The Measurement of the Energy Values of Lipids and Carbohydrates Components in Diet: Food as Source of Energy
The French scientist Antonio Lavoisier, in 1777 was the first chemist who described energy. Under the law of thermodynamics, energy cannot be destroyed or created, but only transferred. The scientist suggested that oxygen is consumed and carbon dioxide is given off, during respiration (Poirier, 1998). Food and beverages are a source of energy required to maintain all the human bodies physiological functions.
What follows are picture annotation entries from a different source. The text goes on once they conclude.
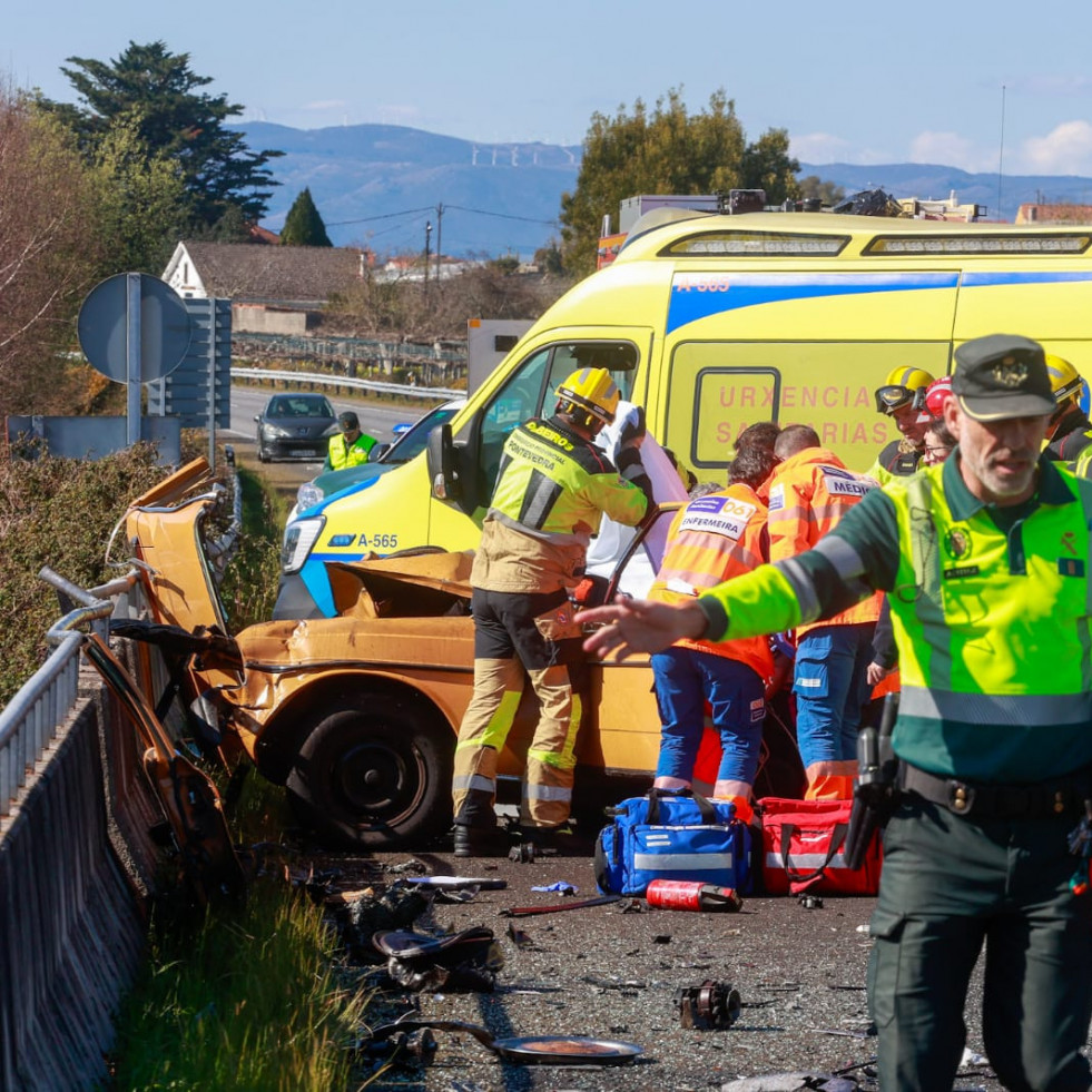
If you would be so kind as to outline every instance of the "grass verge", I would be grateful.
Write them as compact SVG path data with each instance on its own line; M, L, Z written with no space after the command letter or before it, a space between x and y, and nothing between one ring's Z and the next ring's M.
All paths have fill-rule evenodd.
M195 931L163 916L119 1023L119 1090L347 1089L365 1004L322 909L277 881Z

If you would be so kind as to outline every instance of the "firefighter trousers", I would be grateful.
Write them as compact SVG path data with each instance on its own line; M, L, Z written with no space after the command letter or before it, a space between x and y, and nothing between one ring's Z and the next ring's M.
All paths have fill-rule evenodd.
M587 692L587 661L563 590L474 589L474 693L459 729L452 799L456 825L495 824L496 761L524 680L539 716L527 751L520 822L555 827L569 818L574 747Z

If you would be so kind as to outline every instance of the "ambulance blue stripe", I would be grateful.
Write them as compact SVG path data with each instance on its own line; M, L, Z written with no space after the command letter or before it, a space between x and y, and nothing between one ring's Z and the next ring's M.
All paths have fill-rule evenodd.
M710 274L710 278L712 278ZM687 323L719 315L727 311L757 307L759 304L787 299L815 299L823 296L853 296L874 292L916 292L929 288L955 288L960 274L952 273L730 273L719 274L726 289L693 286L695 274L676 274L671 284L667 332Z
M331 590L329 577L326 575L326 567L322 563L322 559L312 554L299 570L299 579L311 592L311 598L315 600L315 606L322 611L323 618L333 618L337 613L334 609L334 593Z

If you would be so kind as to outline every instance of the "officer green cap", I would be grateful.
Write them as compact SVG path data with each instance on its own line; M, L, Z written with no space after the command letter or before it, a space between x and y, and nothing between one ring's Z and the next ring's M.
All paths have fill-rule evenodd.
M1039 417L1054 412L1043 346L1016 334L988 334L955 351L952 393L975 421Z

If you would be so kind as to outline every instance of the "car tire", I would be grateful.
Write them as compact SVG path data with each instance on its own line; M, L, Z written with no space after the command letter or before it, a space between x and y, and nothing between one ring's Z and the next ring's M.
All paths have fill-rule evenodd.
M361 691L308 719L287 789L297 817L325 845L424 846L450 827L455 738L424 702Z

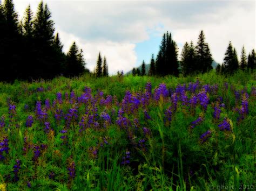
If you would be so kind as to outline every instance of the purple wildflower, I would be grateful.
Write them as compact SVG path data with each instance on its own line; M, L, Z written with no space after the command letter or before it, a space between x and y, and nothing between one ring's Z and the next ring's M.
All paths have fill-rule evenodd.
M223 122L220 124L218 126L219 128L220 131L230 131L231 130L231 126L230 123L228 121L228 120L225 118Z
M31 115L29 116L26 121L26 124L25 124L26 127L31 128L32 126L32 124L33 124L33 116Z

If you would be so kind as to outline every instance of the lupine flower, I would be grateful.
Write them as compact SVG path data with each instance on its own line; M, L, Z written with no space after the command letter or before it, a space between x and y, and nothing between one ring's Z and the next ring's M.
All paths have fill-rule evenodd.
M214 107L214 111L213 111L213 117L215 119L219 119L220 118L220 115L221 110L219 108L219 103L217 102Z
M14 166L14 180L17 181L19 178L18 176L18 173L19 169L21 169L21 160L19 159L16 160L16 164Z
M40 147L36 146L34 147L34 161L37 161L39 157L40 157Z
M206 110L208 104L209 103L209 98L205 90L200 91L198 95L198 98L200 102L200 104L203 107L205 110Z
M71 180L76 176L76 169L75 162L72 162L68 167L68 171L69 171L69 180Z
M48 133L50 131L50 123L49 122L45 122L44 125L45 125L45 127L44 129L44 132L46 133Z
M32 124L33 124L33 116L31 115L29 116L26 121L26 127L31 128L32 126Z
M152 91L152 86L151 86L151 83L149 82L147 82L147 84L146 84L146 91L148 92L150 95L151 95L151 91Z
M170 107L165 112L165 118L167 119L169 122L172 121L172 107Z
M58 101L58 103L61 104L62 103L62 93L60 92L58 92L56 94L57 96L57 101Z
M229 121L225 118L223 122L220 124L218 126L219 128L220 131L230 131L231 126Z
M159 88L154 90L154 98L156 101L159 101L161 96L164 98L169 96L169 91L164 83L161 83Z
M31 183L30 181L28 181L28 187L31 188Z
M7 138L4 138L3 142L0 142L0 161L4 160L5 158L3 156L4 151L5 154L9 153L9 139Z
M15 104L9 104L8 113L9 114L9 117L11 120L16 114L16 106Z
M206 140L208 139L208 138L211 137L211 133L212 132L210 130L208 130L206 132L203 133L200 137L200 139L201 140L201 143L203 143L204 142L206 142Z
M130 164L130 154L131 153L130 152L130 151L125 152L126 156L123 157L122 158L123 160L121 162L122 165L126 165L127 164Z
M45 109L46 110L48 110L51 108L51 104L50 103L50 100L46 99L44 102L44 104L45 105Z
M5 119L5 118L4 117L4 116L2 116L1 118L0 119L0 128L3 128L4 125L5 125L5 123L4 122Z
In living organisms, this energy is usually quantified by indirect calorimetry. Humans derived their energy by a process called respiration, which involves the oxidation of energy of the carbohydrate, lipid and protein components of rich substances, within living cells, and this energy is measured in calories (Dunford and Doyle, 2012). Calories are not bad for the organism, but excessive intake can lead to obesity. In other words, the amount of energy consumed should be balanced with the amount of energy that the body requires (McGuire and Beerman, 2011). Lipids, according to Dunford and Doyle (2012), are the component that gives more fuel to the body, because of the greater density of energy, however carbohydrates require a small amount of energy to break down. Lipids require a large amount of energy to be broken down; the excessive energy, the body stores as reserve of energy, usually with form of fat (Debruyne et al., 2012).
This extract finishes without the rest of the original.